So, now it is the federal government backing sub-prime loans.

They didn't learn from the banks...or maybe they did...

If you don't have a vested interest in the principal, it is soooo easy to walk away in default.

Anonymous said...

...going back to the same practices that caused a bubble and bust. Great idea.

Anonymous said...

Problem also is that people are buying homes in economic uncertainty. The government wants us to believe that the recession is over and everything is fine. Hell, gas was down to almost $2 a gallon. Things must be great, right?
I bought my home a year ago. Put down a sizable down payment with very low interest rate and have a reasonable mortgage. But... a year ago I thought my job was secure, now we're being forwarned of cutbacks, layoffs etc. The number of businesses that have closed in Salisbury in just the last year is alarming and guess what? It's not going to improve. More business will close, people will move to find work and property values will plummet.

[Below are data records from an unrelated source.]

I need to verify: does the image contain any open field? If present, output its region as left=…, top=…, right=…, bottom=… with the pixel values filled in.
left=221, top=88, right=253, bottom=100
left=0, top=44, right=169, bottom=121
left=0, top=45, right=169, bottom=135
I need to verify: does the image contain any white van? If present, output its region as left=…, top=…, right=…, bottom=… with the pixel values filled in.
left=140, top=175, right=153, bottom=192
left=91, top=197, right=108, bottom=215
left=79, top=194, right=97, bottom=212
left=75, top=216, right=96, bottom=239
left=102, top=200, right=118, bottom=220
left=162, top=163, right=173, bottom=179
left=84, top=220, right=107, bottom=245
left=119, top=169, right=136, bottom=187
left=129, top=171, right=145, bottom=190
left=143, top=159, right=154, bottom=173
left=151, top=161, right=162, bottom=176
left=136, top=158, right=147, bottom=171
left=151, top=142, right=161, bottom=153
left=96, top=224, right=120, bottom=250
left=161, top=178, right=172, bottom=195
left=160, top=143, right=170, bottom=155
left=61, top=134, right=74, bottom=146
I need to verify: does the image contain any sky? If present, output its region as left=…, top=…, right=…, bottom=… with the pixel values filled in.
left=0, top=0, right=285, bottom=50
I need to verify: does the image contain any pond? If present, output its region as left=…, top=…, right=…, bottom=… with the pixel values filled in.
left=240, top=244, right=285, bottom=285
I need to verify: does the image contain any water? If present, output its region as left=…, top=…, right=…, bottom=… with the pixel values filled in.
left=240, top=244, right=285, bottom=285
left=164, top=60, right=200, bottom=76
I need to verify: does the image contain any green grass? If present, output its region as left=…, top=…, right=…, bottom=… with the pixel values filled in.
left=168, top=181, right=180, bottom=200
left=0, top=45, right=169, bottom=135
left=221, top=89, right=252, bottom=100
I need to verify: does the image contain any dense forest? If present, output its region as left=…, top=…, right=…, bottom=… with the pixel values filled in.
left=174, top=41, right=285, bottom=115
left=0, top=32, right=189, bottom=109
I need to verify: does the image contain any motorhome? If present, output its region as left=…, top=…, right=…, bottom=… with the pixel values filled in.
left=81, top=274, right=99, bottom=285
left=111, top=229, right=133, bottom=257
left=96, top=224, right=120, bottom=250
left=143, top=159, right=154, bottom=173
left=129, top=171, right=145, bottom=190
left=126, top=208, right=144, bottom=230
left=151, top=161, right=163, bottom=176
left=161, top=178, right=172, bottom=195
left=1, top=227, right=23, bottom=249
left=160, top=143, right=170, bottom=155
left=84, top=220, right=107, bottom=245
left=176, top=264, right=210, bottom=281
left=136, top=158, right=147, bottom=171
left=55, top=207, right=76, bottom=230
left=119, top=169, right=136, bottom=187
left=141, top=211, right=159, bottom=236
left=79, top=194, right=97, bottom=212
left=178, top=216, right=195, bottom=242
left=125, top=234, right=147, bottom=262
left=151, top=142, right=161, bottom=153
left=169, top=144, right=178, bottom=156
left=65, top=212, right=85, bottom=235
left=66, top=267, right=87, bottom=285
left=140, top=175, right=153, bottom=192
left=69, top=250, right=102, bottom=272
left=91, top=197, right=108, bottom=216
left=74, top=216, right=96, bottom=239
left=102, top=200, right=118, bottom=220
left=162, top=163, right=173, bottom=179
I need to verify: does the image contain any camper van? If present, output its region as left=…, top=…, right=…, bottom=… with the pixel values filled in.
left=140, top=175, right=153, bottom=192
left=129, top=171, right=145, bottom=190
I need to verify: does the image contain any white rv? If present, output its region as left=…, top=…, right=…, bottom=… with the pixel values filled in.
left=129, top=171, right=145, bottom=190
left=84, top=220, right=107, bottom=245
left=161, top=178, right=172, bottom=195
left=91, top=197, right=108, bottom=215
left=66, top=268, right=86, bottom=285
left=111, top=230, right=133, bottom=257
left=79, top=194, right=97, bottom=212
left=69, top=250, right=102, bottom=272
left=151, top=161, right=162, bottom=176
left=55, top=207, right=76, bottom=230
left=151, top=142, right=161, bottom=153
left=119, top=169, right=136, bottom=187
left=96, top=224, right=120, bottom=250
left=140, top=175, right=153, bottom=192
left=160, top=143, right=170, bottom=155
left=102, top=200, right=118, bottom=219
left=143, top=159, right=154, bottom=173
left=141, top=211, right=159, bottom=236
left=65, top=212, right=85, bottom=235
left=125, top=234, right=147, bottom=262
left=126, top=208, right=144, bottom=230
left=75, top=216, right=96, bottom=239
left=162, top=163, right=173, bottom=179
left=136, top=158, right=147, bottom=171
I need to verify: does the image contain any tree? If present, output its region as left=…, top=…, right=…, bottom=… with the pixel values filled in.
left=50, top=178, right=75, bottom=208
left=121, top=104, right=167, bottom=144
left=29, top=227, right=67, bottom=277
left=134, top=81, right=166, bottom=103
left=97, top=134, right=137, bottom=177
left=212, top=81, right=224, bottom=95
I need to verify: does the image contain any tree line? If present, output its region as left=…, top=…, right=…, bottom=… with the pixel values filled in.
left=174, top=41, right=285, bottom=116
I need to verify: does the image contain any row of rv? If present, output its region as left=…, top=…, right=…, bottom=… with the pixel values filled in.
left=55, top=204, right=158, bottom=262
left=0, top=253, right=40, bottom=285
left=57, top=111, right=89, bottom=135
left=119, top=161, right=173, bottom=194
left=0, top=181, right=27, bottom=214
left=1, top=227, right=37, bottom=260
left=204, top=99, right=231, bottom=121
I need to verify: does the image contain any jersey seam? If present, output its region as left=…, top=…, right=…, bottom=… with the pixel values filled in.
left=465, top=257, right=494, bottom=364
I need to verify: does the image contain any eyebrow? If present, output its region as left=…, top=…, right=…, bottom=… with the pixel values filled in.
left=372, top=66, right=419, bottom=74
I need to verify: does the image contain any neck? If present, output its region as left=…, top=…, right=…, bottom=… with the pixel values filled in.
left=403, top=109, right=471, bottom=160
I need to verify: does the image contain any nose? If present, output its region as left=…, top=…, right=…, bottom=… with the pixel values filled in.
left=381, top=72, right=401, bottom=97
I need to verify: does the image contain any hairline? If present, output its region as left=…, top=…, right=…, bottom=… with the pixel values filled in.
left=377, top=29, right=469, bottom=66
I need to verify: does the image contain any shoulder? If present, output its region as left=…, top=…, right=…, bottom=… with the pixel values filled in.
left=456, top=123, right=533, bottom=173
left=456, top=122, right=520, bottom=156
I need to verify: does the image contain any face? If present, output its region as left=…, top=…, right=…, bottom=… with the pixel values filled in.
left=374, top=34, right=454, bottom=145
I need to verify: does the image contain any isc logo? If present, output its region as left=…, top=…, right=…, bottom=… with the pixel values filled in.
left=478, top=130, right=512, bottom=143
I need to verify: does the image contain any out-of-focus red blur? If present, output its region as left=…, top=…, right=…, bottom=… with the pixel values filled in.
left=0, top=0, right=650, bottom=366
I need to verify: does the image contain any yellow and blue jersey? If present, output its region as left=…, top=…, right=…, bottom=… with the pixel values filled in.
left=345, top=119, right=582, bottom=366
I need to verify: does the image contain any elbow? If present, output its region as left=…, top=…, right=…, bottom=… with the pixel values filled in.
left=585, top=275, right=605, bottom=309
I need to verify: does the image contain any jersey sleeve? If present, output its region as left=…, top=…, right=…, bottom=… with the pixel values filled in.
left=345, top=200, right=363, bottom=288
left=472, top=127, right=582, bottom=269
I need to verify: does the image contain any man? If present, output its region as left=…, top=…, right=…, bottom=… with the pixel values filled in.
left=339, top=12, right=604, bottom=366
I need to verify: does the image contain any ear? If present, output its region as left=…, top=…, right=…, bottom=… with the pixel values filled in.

It used to be that home ownership was an asset and an investment. Not any more. If I could go back a year I'd rent and keep renting. No maintenance costs, taxes are the owners problem and if the neighborhood I'm in changes for the worse I can give notice and move, don't have to worry about unloading a house that was in a decent neighborhood when I bought it but now worth a third or even half what I paid for it.
You borrow $200K for a house at 4.5% and on a thirty year conventional mortgage you'll pay on average double the purchase price. I know how apr's work etc. but in its most simplistic form you're still technically paying 100% of the property value so when you sell...you're still "by the numbers" in the hole, have gained nothing and have paid to maintain that property for all those years. Let's not even get started on capital gains and taxes on the proceeds of your home sale despite already having been taxed on the income you used to buy the home.
The more you work, the more you own, the more the government wil turn the thumbscrews.

Sorry, drifted off topic a little but my point was that not all forclosures are a result of buying more house than the owner can afford, sub-prime loans and deadbeats simply walking away. Whatever the reason it affects the overall economy.

Anonymous said...

"It used to be that home ownership was an asset and an investment. Not any more."

Actually, if you examine the average increase in value of homes over the past 120 years, you'll clearly see that home ownership does not even keep up with the rate of inflation.